What happened on Easter Island?
Easter Island is a tiny 163-square-kilometer patch of land located in pure isolation over two thousand kilometres from the next inhabited spot in the Pacific Ocean. A small group of Polynesians moved to the island in about A.D. 1200. They settled in and started farming. On arrival, the place was packed with 16 million trees some over 30 meters high.
The inhabitants practiced rigorous slash-and-burn agriculture, burning down woods, building stuff and they didn’t stop. Soon the island had lots of people, too few trees and a hundred years later, no trees at all. As the trees went down, so did the Polynesians. The deforestation caused the Easter Island's society to collapse. They killed themselves. Harsh.
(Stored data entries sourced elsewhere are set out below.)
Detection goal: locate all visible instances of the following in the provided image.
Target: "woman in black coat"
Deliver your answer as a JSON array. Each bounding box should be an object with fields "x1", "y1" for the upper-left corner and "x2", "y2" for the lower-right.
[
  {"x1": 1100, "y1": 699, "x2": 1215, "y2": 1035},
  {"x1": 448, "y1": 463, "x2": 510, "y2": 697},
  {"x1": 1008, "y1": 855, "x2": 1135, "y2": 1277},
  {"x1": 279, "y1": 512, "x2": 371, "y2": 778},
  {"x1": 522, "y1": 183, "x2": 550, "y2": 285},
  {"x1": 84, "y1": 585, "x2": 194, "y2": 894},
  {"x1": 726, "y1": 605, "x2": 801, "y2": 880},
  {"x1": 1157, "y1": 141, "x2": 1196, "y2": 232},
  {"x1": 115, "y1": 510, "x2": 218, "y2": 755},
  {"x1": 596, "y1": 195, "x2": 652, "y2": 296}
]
The Easter Island is an example of a society that destroyed itself by extensively damaging its natural environment. The fate of the Easter Island could one day be our own. If we abuse the plants and animals around us, we all go down together.
For humanity to thrive or even survive in the future, we have to start respecting our nature. We have to start protecting our environment. And we have to start replacing the already executed damage by planting the source of life. Trees.